Sin excluir a los que proceda tener en cuenta dentro de una supuesta izquierda —en la que abundan políticos que han traicionado los ideales socialistas comunistas y al movimiento obrero, y que forzaron la entrada del país en la OTAN—, los cabecillas del Partido Popular descuellan entre quienes medran con el empobrecimiento de las poblaciones de España misma. Simultáneamente se prestan para acciones dirigidas contra gobiernos que tienen proyección popular verdadera.

La real derecha, que campea a sus anchas, y la falsa izquierda, que no se debe confundir con la verdadera —dividida y silenciada, machacada u oculta, despojada de recursos, pero no extinta—, no se limitan a desplegar desde España feroces campañas propagandísticas contra esos gobiernos. Una y otra envían con similar desfachatez representantes suyos a los países de estos últimos para favorecer la subversión y, para no desaprovechar ninguna ocasión de ser colonialistas, lo son también en lo relativo a criterios lingüísticos.

Es más que sintomática la pasión con que, dentro y fuera de España, algunas personas e instituciones apoyan las líneas conservadoras y reaccionarias que subyacen en la RAE, aunque haya dado pasos favorables y tenga miembros que abracen la voluntad de revertirlas y hasta lo hayan logrado en algunos casos. Los partidarios de dichas líneas llegan a proclamar que ya la RAE les ha puesto fin a las prácticas de rechazo contra el predominio patriarcal presente, como en otras lenguas, en el español.

Se equivocan quienes piensen que la RAE puede aplastar cuanto disguste a la totalidad o a parte de sus integrantes. Ella expresará preferencias en torno al idioma, pero en el mejor de los casos podrá cuidarlo, sobre todo si se libra por completo de pautas colonialistas con que a menudo ha visto ella —respaldada aquí y allá por exponentes del pensamiento colonizado— el español hablado y recreado fuera de España, y si de veras respeta plenamente a las academias de la lengua constituidas en otros países hispanohablantes. Pero son los pueblos los que, uso mediante, deciden el rumbo del idioma: lo hacen.
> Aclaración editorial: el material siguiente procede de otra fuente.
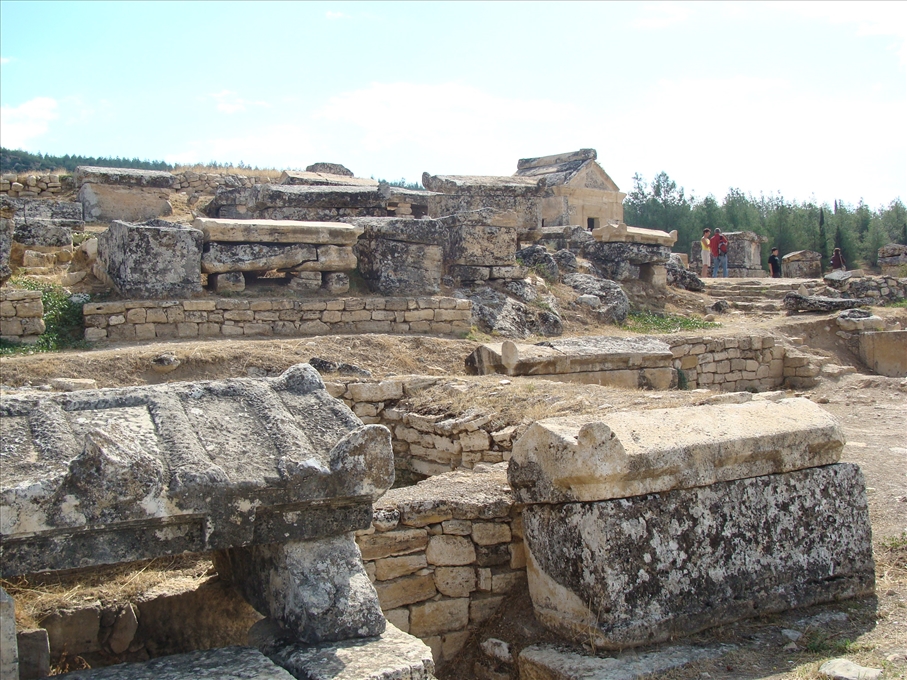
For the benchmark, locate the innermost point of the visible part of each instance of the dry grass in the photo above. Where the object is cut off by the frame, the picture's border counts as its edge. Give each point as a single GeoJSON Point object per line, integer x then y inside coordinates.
{"type": "Point", "coordinates": [38, 595]}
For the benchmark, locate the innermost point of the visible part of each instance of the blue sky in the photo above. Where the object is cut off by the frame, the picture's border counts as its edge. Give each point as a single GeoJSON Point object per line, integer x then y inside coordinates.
{"type": "Point", "coordinates": [805, 99]}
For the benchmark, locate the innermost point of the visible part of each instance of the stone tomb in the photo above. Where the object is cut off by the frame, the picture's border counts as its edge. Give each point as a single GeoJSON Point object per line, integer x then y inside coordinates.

A lo que debería poner fin la RAE es al sello monárquico que desde sus orígenes lleva en su nombre y en su orientación predominante, como si fuera la poderosa majestad de la cual las otras academias de la lengua española fueran no colegas, sino súbditas, para lo cual puede hallar servidores de este lado del Atlántico también: no por gusto existe la palabra cipayo. El signo de realeza la subordina de hecho —bastaría que lo hiciera putativamente para que el saldo fuese repudiable— a una Corona extemporánea y manchada por la corrupción, y que, aunque se le considere decorativa, sigue viviendo fastuosamente a costa del pueblo español.
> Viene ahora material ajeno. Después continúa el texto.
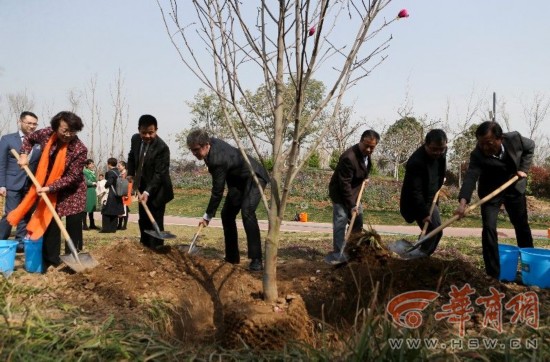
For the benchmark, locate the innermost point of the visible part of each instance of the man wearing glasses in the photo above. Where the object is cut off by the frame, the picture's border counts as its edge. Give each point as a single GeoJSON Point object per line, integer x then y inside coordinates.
{"type": "Point", "coordinates": [498, 157]}
{"type": "Point", "coordinates": [14, 182]}
{"type": "Point", "coordinates": [345, 184]}
{"type": "Point", "coordinates": [149, 171]}
{"type": "Point", "coordinates": [424, 174]}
El actual jefe de esa monarquía hasta con su nombre rinde culto a una larga ralea colonialista, y en la apertura del Congreso de la Lengua Española celebrado en marzo de 2016 en Puerto Rico declaró que él y la reina experimentaban “una gran alegría por viajar nuevamente a los Estados Unidos de América”. Ni él ni ella gozan de reconocida autoridad intelectual, pero el director del madrileño Instituto Cervantes, Víctor García de la Concha —quien sí la tiene, y cuando fue director de la RAE ofreció esperanzas de plausibles aperturas conceptuales—, en la misma ceremonia sostuvo que por primera vez el Congreso tenía lugar “fuera de Hispanoamérica”. Académico y rey se igualan en prestarse para arrancar a Puerto Rico de la familia de pueblos a la cual pertenece, y regalárselo definitivamente a los Estados Unidos.
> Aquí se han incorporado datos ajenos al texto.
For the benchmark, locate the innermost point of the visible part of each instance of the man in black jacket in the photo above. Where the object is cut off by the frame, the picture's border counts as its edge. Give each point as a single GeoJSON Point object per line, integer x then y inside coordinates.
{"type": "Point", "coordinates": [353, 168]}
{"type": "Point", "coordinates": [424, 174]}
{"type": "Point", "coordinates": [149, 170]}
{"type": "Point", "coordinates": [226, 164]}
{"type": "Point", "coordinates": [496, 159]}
La Corona española es continuadora de aquella carcomida que en 1898, a espaldas de los pueblos de Cuba y Puerto Rico, se humilló en el Tratado de París ante el intervencionista gobierno de los Estados Unidos. Lo hizo luego de haber propiciado, con su criminal tozudez colonialista, la cacería de sus marinos por el ejército estadounidense en la Bahía de Santiago de Cuba. La RAE debería ponerle fin a su acatamiento de esa herencia, y pronto.